Our work is always interesting, but sometimes we have a piece of work which is more interesting than usual. Last week we were approached by Rice Lane Farm, an urban farm on the outskirts of Liverpool, to undertake a review of their funding and make recommendations for the future. We visited the Farm on a lovely spring morning, and were given a tour. The Farm is on the land of Walton Park Cemetery and was once the Liverpool Parochial Cemetery. It then became the burial place of the poor who died in Liverpool and Walton Workhouse hospitals. It is consecrated ground, not available for development, so part of it is the City Farm and the rest is recreational woodland.

What amazed me, as we walked around the gravestones and woodlands, is that this is where Robert Tressell, the author of the Ragged Trousered Philanthropists, is buried.
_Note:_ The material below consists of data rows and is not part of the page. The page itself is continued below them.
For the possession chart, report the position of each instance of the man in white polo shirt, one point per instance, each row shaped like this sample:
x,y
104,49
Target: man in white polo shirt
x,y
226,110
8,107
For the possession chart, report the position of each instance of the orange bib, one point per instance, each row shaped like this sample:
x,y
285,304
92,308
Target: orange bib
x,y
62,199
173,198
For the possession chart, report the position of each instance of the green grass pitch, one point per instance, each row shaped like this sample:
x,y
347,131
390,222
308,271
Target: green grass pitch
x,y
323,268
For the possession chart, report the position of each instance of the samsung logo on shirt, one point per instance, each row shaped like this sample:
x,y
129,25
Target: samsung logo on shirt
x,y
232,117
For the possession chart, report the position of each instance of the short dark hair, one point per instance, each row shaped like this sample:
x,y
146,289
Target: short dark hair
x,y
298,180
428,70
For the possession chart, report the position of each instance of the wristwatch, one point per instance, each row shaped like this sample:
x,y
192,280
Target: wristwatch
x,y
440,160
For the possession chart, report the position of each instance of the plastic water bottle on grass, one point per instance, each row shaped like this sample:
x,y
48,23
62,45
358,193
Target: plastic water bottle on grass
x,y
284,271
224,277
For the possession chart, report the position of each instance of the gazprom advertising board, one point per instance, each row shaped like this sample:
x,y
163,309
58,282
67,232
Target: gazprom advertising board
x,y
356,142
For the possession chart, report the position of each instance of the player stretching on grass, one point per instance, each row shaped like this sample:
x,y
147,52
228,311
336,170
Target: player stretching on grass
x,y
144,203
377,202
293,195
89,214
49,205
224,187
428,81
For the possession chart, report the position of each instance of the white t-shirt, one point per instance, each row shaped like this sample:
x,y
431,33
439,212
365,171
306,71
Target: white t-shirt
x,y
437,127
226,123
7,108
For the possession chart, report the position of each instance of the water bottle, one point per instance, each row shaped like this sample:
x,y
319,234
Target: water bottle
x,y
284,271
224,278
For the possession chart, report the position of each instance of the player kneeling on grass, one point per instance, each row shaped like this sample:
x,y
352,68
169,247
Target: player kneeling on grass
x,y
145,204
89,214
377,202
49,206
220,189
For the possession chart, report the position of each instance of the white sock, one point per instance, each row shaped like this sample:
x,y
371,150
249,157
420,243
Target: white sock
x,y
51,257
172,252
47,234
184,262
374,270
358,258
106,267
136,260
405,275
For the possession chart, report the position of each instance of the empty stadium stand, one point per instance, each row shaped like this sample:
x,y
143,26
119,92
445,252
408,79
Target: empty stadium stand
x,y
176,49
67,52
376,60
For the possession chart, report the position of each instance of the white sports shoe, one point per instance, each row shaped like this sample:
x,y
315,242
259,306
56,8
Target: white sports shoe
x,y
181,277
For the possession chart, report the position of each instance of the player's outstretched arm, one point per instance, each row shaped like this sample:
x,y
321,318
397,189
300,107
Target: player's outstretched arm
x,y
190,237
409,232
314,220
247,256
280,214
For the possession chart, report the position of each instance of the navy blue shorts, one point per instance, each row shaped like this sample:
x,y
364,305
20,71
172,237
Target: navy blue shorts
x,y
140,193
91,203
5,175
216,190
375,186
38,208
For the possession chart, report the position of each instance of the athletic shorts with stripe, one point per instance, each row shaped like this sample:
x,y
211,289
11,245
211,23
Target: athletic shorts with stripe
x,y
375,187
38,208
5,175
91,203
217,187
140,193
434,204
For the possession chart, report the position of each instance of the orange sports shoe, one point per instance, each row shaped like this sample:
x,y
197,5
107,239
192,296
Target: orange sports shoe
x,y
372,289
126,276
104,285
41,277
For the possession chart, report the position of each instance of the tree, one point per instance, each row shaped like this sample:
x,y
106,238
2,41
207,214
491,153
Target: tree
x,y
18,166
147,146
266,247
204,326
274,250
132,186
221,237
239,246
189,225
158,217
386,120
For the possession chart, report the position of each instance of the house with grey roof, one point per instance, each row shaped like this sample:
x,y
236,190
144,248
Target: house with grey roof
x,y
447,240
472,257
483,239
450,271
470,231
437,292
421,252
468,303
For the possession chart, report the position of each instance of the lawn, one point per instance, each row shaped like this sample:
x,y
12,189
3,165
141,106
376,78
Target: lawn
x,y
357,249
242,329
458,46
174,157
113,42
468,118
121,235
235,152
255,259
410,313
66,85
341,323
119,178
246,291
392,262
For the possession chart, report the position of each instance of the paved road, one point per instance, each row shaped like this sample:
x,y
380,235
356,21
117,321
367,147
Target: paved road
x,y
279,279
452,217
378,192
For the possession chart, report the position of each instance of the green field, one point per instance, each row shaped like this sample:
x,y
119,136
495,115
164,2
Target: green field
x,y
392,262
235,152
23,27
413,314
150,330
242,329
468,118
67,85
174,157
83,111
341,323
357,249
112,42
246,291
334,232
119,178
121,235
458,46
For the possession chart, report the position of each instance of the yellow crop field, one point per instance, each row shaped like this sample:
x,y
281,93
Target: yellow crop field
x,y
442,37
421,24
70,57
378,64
His grave is at the far side of the graveyard, in the shadow of Walton Prison. He was originally buried in a pauper's grave, but admirers of his work have marked the grave where he was buried.

The Ragged-Trousered Philanthropists (1914) is a semi-autobiographical novel by Irish house painter and sign writer Robert Noonan, who wrote the book in his spare time under the pen name Robert Tressell. Published after Tressell's death from tuberculosis in the Liverpool Royal Infirmary in 1911, the novel follows a house painter's efforts to find work in the fictional English town of Mugsborough (based on the coastal town of Hastings) to stave off the workhouse for himself, his wife and his son. The original title page, drawn by Tressell, carried the subtitle: "Being the story of twelve months in Hell, told by one of the damned, and written down by Robert Tressell.

The novel was read widely by troops during the Second World War, and this is cited as one of the main reasons for Labour's landslide victory in 1945.

This was such an unexpected and interesting discovery, on a work day, and in the most unlikely of places!